In a repurposed Wendy’s that still has KFC signage in the drive-thru, La Tía Juana Taqueria proves that some of the best tacos can be found in former fast food joints. The taqueria claims to serve Tijuana-style tacos, an approach characterized by mesquite-grilled meat and generous globs of guacamole that have taken LA by storm. The grill appeared to be gas-fired; still, the carne asada still has a nice char, and the tacos get bonus points for being served on hand-made tortillas. Friday through Sunday, the restaurant makes tacos de cabeza al vapor, steamed tacos filled with tender beef from a cow’s head and cheeks.

Krista Garcia

El Cazador

A few blocks off Rockwood’s taco-filled epicenter, El Cazador is a hybrid truck-restaurant with outdoor, covered seating on a deck. Tacos here are a bargain at just one dollar each, with lengua or tripas for a whopping $1.25. The carne asada or al pastor tacos come with grilled onions and jalapeños, a unique touch in the area.

Birrieria Los 7 Hermanos

Birrieria Los 7 Hermanos should be any goat newbie’s first stop for weekends-only birria. The guajillo-spiked braise renders the meat shreddable like lean brisket, which could likely convert anyone saddled with the assumption that goat is gamey. The birria arrives as a standalone stew or in chewy corn tortillas, so soft they almost seem like flour. The bare-bones, counter-service restaurant in a Rockwood strip mall fills up with families by lunchtime, so visitors set on dining in might have to scout an empty seat at one of the long tables.

Krista Garcia

Taqueria Amanecer

Adjacent to the same rambling strip mall that houses Los 7 Hermanos, Amancer sets up a full weekends-only operation with a roving order-taker on the outskirts of a gravel lot. Diners lounge at the handful of picnic tables, some under awnings, sipping consommé out of paper cups — signaling this is birria territory; however, Amanecer is also slinging Michocan-style carnitas, fried pork chunks served in tacos with a nice spectrum of textures, including soft confit and crunchy skin. The cart is located at the corner of 193rd Avenue and East Burnside Street.

Krista Garcia

Don Ladis Taco Shop

The generic storefront, staffed by suburban teens, doesn’t transmit immediate deliciousness. The diners who make it past the entryway into the always-bustling counter-service restaurant, however, discover it’s the real deal.
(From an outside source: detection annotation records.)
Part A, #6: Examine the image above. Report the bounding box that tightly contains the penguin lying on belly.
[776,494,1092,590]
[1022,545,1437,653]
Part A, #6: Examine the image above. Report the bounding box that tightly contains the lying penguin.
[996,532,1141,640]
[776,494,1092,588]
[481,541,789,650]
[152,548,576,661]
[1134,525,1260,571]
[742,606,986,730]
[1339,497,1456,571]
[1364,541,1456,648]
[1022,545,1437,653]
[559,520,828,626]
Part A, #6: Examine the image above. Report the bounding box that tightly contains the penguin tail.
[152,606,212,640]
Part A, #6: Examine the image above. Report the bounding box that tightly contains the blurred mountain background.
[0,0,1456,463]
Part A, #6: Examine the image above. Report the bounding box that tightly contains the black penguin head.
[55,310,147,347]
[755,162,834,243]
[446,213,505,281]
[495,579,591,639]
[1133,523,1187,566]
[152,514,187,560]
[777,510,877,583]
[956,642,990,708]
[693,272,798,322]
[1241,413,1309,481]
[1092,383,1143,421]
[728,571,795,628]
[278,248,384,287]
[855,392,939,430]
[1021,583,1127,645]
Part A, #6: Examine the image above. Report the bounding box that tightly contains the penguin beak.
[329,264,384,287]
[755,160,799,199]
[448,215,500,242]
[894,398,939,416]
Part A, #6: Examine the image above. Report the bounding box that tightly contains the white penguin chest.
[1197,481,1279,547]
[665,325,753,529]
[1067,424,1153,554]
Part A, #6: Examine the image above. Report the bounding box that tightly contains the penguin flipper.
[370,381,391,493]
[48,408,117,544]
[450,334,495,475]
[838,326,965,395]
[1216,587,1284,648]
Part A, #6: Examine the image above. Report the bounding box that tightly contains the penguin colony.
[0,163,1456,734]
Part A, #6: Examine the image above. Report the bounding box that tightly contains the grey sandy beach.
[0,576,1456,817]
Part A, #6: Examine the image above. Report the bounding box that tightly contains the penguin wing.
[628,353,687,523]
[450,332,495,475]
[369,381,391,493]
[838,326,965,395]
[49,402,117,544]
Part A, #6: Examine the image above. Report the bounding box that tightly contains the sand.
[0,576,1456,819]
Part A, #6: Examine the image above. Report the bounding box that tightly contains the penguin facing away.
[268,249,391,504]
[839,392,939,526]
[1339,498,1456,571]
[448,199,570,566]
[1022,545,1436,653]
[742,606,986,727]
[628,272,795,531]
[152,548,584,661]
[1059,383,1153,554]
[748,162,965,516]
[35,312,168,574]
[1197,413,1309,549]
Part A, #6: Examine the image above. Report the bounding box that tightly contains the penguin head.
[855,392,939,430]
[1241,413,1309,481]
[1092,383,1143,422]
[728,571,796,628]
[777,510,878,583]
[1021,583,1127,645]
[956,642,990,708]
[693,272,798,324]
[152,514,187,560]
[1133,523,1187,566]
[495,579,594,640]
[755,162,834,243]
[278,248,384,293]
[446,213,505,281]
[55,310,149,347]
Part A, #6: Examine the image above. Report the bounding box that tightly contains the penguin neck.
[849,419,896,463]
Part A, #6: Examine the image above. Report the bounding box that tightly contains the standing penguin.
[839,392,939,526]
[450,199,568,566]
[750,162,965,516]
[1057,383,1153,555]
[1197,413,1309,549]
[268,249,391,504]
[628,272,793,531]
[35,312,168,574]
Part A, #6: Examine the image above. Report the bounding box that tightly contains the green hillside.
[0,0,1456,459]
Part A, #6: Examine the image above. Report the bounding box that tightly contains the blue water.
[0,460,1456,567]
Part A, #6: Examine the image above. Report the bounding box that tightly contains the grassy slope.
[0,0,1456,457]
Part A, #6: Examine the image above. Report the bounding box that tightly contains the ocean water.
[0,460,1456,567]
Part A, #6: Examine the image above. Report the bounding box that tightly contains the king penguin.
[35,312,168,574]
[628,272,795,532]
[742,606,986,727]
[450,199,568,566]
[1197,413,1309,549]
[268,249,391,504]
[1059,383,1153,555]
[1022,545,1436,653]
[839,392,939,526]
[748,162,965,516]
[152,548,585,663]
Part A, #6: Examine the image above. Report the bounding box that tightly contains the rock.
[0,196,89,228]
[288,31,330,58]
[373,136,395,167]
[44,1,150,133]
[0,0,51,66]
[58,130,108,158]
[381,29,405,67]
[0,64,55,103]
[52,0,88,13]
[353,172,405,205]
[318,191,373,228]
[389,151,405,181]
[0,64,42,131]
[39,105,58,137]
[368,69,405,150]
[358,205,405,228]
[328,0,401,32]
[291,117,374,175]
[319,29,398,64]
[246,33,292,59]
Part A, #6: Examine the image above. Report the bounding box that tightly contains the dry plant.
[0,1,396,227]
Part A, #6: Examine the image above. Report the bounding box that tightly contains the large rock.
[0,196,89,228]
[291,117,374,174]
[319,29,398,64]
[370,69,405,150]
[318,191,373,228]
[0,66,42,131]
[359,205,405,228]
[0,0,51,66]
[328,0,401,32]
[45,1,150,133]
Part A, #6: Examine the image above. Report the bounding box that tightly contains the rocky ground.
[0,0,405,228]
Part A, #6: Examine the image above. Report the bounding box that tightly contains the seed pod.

Sure, anyone can get crisp-shell tacos or taco salads served in deep-fried tortillas called “flying saucers,” but there are also classic tacos filled with cabeza or carne asada, and a well-stocked salsa bar to load up on pickled jalapeños and carrots. 

Krista Garcia

La Herradura

Marked by a horseshoe logo in a strip mall off Main Street, La Herradura is a double-duty operation: The left-hand side of the restaurant is casual and counter-service, and the right side has table service and full menus. This is the place to be on weekends, when it does barbacoa de borrego with all of the trimmings. The braised lamb is also available in taco form, so stuffed it’s practically like two tacos in one. The corn tortillas are hand-made — a soft, pliable version fresh off the griddle.